– Вот тебе крест! Надо кметам сказать! Пусть схватят!
– Темнеет, где его сыщешь? Утром скажем. Какой от Жидяты вред? Верно, как сбежал, так по лесам и мается! – рассудила мать. – Далеко не уйдет!
…Адальберт не спал. Дождавшись, пока глефу сморит сон, он отошел в сторонку и воткнул в землю меч. Встал на колени.
– Пресвятая Дева Мария!..
Он молился долго и истово. Вызывал из памяти образ Божьей Матери – тот, что запечатлен на фреске церкви ордена: Мария сидит на облаке и с улыбкой смотрит на молящихся. Удалось. Он увидел ее прекрасное лицо и немедленно впал в экстаз. Все существо Адальберта затопило неизъяснимое блаженство. Рыцарь пал ниц и долго лежал так, счастливо улыбаясь. Божья Мать не оставила его своими милостями. Она по-прежнему благосклонна к своему слуге, ничтожному, но преданному. Завтра он совершит подвиг в честь небесной покровительницы. Он уничтожит богомерзкую птицу! Проткнет ее копьем, а затем отрубит мечом голову. Если он при этом падет – пусть! Ангелы небесные примут его душу и отнесут в рай. Он не испытает мук чистилища. Любой брат-монах, павший за веру, удостаивается такой милости. Адальберту ландмейстер дал необычное поручение: еще никто из смертных не убивал дьявольских птиц, он будет первым. Великая честь! Его подвиг не забудут, возможно, его прославят, как святого. Весь род будет им гордиться! Братья и сестры назовут его именем детей, будут молиться, прося его заступничества перед Девой Марией. Как он счастлив, что выбор пал на него!
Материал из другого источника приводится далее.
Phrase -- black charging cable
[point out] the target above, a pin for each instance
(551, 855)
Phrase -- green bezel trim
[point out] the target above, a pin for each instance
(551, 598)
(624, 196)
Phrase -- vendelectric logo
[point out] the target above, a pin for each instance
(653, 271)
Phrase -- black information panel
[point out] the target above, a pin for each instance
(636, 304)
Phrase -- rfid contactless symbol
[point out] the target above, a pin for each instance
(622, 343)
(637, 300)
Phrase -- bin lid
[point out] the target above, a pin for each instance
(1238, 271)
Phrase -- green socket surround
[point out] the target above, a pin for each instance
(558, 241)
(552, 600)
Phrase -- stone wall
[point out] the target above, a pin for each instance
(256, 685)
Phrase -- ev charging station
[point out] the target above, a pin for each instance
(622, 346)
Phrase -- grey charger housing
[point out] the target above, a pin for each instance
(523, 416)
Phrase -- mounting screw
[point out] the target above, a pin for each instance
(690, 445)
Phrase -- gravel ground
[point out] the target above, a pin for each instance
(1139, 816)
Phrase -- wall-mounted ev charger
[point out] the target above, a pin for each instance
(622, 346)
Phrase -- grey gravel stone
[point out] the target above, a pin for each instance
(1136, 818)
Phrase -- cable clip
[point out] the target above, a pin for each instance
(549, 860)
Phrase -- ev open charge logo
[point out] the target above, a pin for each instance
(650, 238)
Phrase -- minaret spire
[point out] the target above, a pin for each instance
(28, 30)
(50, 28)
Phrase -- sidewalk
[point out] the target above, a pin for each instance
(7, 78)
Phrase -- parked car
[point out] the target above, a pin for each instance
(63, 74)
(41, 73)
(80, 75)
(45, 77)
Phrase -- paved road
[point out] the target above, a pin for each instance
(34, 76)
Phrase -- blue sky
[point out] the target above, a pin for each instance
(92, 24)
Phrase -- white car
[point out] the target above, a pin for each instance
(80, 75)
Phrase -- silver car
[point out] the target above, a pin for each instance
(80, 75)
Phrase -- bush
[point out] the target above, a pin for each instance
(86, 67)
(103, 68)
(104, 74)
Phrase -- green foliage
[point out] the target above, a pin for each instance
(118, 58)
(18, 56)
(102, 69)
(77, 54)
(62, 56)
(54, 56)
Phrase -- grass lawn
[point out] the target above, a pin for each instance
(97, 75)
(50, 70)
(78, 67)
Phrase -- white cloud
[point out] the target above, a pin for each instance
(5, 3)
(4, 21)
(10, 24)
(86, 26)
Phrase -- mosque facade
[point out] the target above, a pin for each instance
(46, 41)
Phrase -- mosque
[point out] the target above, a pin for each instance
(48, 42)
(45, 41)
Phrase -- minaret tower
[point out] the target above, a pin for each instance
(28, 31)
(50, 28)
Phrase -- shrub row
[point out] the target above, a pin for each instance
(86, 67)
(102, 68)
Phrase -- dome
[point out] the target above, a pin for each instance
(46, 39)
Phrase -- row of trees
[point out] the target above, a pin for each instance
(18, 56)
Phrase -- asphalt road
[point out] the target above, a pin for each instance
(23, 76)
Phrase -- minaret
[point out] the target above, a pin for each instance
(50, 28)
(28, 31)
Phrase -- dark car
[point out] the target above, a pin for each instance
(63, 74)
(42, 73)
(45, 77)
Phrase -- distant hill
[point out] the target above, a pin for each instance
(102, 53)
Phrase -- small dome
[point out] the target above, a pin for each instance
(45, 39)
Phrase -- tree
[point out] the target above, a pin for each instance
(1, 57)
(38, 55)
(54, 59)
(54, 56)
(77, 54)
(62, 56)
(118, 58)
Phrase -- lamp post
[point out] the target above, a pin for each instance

Адальберт так и не сомкнул глаз. Едва небо над лесом стало бледнеть, он поднял глефу. Полубратья и кнехты собрались быстро. Короткая молитва – и отряд тронулся в путь. Скоро они встали на опушке. Адальберт оглядел строй. Все в кольчугах, шлемах, мечи пока в ножнах, арбалеты за спинами. Оруженосец подал рыцарю тяжелое, боевое копье.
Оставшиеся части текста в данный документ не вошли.